“We have so much to offer our community,” say LSC members, as CTU urges support for pioneering sustainable community school.
- 9:30 a.m., Wed., Oct. 26: press conference with LSC members, parents, supporters, CPS HQ, 42 W. Madison St., Chicago
CHICAGO — Parents, LSC members and local residents will urge CPS on Wednesday to support a gem of a high school in Uptown – Uplift Community High School – and designate that high school as the neighborhood open enrollment high school. The move would help alleviate enrollment problems that have challenged Uplift in recent years – and fulfill a promise that CPS made to the school community when Uplift first opened in 2005.
LSC members, parents and supporters will gather at 9:30 a.m. on Wednesday, October 26, at CPS headquarters, located at 42 W. Madison St., to urge support for the move, then head into the monthly board of education meeting to make their case.
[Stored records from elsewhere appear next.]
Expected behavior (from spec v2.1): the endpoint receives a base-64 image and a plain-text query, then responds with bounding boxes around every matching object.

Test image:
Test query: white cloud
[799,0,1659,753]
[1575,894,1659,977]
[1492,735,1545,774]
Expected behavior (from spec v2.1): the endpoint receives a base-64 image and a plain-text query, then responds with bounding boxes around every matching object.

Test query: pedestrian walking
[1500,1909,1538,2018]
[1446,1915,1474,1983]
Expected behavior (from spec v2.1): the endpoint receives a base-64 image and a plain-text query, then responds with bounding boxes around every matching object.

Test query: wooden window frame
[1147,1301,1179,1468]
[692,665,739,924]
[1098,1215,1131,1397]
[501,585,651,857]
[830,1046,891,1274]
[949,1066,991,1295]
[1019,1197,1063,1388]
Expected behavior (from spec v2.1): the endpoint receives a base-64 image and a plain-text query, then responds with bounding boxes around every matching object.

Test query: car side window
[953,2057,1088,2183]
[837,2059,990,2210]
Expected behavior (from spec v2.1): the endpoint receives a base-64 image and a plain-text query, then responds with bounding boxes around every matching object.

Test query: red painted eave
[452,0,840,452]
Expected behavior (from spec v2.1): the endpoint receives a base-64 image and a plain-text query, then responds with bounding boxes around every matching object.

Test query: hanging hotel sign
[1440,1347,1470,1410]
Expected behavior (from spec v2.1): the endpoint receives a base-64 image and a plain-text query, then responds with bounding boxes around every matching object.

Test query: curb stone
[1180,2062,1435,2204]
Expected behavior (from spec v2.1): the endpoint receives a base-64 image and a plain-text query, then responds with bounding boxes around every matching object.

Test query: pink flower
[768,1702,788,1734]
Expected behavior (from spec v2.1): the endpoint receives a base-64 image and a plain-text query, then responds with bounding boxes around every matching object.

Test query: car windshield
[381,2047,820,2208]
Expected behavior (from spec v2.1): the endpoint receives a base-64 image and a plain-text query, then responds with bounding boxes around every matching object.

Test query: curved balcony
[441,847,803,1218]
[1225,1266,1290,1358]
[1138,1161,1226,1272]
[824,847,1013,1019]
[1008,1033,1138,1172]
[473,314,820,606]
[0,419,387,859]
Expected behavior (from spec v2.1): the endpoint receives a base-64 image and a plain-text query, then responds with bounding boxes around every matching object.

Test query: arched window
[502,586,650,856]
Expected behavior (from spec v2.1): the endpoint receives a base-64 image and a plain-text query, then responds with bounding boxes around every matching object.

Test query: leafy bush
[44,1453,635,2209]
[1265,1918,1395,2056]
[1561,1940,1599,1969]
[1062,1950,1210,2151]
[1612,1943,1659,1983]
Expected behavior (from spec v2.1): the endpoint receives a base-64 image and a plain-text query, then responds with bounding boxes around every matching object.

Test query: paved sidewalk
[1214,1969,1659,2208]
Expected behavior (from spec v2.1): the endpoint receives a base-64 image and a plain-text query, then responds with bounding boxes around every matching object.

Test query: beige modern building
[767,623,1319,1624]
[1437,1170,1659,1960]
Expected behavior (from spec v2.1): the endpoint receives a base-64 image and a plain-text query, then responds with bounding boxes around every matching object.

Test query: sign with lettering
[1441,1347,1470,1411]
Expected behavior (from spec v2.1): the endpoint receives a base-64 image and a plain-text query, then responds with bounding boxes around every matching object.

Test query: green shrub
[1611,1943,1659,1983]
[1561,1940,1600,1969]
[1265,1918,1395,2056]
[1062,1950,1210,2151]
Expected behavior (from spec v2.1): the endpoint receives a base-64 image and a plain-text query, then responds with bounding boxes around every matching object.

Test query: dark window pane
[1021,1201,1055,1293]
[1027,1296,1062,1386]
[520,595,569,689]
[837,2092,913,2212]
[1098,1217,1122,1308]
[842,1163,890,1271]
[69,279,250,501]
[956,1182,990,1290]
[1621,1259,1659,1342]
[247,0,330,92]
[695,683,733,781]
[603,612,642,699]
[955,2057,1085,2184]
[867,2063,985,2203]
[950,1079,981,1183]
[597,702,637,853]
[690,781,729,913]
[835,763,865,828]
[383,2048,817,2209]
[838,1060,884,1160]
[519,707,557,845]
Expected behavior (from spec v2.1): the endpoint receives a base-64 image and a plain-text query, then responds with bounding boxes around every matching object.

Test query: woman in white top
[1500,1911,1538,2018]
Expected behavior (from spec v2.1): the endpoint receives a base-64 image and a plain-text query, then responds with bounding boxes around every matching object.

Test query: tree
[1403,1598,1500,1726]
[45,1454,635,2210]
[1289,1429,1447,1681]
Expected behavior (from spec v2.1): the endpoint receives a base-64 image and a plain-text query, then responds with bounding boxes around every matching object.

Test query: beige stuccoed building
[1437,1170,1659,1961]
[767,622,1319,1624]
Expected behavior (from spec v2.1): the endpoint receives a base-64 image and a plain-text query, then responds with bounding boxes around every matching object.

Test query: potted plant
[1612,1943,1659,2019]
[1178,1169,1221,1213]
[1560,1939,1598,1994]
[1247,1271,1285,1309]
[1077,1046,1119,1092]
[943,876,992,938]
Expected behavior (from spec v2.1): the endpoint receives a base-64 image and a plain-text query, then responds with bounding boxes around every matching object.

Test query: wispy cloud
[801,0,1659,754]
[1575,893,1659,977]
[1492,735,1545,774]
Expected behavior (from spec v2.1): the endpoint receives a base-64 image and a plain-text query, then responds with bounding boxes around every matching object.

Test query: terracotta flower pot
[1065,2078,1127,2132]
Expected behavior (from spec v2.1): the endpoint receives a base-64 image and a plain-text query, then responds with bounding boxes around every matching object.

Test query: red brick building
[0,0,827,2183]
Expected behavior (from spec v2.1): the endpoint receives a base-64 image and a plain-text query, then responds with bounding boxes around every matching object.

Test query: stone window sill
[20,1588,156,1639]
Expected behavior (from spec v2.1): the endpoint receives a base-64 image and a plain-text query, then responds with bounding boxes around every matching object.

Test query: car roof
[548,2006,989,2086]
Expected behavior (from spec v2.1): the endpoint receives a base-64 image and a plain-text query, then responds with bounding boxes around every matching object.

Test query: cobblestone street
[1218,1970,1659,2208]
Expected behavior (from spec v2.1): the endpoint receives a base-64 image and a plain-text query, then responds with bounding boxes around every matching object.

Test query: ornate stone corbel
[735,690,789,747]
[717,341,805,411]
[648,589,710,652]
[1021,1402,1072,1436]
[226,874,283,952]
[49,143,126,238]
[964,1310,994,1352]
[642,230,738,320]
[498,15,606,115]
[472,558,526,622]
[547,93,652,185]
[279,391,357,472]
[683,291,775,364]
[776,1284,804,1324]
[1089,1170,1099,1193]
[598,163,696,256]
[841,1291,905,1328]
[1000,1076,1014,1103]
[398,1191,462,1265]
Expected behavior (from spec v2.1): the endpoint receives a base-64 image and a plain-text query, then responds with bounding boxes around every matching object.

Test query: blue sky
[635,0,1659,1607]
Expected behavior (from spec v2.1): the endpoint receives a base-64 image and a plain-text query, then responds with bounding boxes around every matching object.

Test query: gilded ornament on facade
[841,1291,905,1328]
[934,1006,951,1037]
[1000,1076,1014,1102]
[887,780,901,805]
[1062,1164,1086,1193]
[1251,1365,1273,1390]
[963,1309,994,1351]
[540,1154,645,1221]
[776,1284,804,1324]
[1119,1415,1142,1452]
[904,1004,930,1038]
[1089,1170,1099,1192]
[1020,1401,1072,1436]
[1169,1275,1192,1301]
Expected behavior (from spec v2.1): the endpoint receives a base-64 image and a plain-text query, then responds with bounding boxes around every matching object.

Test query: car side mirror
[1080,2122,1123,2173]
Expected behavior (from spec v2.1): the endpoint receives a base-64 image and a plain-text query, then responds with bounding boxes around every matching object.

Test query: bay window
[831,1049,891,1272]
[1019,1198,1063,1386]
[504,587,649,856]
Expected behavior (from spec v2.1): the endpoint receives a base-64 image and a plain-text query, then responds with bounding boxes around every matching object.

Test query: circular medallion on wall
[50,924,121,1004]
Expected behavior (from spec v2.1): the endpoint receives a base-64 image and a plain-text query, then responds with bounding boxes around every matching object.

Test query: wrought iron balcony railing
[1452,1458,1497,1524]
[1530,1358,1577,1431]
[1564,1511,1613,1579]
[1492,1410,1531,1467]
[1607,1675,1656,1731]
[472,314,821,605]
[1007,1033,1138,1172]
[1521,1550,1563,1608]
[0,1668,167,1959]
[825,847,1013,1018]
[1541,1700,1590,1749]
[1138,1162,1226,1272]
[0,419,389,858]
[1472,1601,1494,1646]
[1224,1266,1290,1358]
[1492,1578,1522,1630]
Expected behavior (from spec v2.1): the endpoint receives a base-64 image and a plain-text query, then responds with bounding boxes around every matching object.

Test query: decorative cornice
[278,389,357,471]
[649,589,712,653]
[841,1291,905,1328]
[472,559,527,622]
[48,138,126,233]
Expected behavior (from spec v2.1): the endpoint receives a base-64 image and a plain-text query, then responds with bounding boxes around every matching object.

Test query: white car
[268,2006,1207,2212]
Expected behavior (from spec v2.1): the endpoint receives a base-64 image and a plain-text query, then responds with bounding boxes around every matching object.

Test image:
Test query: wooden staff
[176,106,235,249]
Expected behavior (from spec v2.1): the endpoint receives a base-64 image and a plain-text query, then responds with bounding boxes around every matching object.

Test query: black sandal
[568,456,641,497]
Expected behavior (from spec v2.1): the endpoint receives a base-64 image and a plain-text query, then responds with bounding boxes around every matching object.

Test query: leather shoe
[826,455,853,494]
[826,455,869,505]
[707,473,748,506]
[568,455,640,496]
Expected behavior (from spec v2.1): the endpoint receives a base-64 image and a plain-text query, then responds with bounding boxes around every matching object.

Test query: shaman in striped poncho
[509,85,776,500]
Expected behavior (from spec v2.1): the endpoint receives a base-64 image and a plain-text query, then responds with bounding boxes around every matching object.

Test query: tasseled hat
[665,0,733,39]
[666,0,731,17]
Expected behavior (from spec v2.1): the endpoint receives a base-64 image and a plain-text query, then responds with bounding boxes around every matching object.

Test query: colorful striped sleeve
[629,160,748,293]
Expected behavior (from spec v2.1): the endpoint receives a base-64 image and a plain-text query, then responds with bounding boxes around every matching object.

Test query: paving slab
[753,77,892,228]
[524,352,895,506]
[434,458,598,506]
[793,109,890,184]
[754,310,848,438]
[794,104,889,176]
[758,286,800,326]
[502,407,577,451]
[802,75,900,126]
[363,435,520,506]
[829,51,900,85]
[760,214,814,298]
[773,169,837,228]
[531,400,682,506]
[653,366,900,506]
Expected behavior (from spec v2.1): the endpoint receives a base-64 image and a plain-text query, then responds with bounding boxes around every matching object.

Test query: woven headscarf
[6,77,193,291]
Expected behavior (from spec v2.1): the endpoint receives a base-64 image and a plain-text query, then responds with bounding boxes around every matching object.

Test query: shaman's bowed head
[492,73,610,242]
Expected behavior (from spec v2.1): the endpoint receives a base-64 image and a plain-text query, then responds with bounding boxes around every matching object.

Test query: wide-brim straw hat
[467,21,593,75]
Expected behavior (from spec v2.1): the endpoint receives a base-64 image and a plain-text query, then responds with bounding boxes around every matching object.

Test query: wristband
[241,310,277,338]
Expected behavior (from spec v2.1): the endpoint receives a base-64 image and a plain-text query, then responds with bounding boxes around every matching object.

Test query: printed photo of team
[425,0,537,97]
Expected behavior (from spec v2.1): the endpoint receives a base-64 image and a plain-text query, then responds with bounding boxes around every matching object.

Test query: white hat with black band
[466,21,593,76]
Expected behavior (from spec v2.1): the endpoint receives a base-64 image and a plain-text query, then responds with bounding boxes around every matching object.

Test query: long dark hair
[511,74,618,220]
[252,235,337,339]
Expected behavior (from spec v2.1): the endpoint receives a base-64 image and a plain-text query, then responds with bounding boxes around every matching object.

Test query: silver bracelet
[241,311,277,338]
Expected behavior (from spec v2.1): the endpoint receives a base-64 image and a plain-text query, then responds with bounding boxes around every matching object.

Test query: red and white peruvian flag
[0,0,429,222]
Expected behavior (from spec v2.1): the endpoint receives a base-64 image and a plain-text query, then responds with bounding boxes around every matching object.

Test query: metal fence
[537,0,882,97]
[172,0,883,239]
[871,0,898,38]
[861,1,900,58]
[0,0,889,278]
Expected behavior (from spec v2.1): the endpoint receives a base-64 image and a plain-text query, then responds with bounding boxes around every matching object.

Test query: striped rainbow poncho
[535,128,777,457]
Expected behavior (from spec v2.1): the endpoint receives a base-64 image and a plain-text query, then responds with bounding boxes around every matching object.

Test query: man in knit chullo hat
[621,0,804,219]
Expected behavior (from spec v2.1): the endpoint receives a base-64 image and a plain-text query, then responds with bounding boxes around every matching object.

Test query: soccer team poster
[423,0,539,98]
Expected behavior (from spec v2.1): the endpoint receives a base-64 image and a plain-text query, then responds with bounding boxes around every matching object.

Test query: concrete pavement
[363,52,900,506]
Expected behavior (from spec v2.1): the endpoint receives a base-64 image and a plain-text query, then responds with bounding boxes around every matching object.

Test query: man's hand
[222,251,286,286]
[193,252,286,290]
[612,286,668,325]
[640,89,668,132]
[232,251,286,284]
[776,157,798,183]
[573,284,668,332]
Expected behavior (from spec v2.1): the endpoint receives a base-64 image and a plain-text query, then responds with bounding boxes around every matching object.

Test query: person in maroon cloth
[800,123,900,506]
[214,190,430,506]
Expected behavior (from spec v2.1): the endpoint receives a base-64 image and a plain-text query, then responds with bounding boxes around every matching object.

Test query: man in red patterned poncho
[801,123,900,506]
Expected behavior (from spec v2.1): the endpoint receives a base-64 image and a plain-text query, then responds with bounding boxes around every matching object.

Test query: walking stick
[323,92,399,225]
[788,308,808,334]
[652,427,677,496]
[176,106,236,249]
Supporters of Uplift Community High School will petition the Board of Education to name the school the official high school for Uptown with attendance boundaries. Uplift is the only non-selective enrollment, non-magnet school in CPS without attendance boundaries, creating a constant recruitment challenge. When Uplift opened in 2005, it was understood that the following year it would become the neighborhood high school for the area – but that did not occur. LSC members and supporters are speaking out Wednesday to correct these inequities, and circulating a petition, as well.
“Uplift has so much to offer the community,” says LSC member Marc Kaplan. “We are a STEAM school (one of only two Early College STEAM schools in the city) and a Sustainable Community School, and these programs bring us extra resources that provide real benefits to our students.”
Today students in Chicago’s Uptown neighborhood attend Senn High School – two miles away from centrally located Uplift, which is also one of 20 Sustainable Community Schools, or SCS, in CPS.
As a Sustainable Community School, Uplift is able to provide innovative culturally relevant learning, a restorative justice coordinator, extended after school programming and other wrap around services and programming for parents and the community. This proven model allows coordinated efforts promote student, family and neighborhood health and well-being in a community-led, community-driven approach to educational justice and equity.
Uplift’s STEAM program provides up-to-date technology and teaching methods to integrate both STEM and arts into the classroom, and opportunities to earn college credits all the way to an associate’s degree while still in high school.
Strong neighborhood schools are an anchor for their communities. Naming Uplift the official high school will help to create a comprehensive and coordinated network of schools from the elementary schools up through Truman College that will all work together to ensure that young people of the Uptown community develop to their full potential and are ready for college and other postsecondary pathways, careers, and full and productive lives.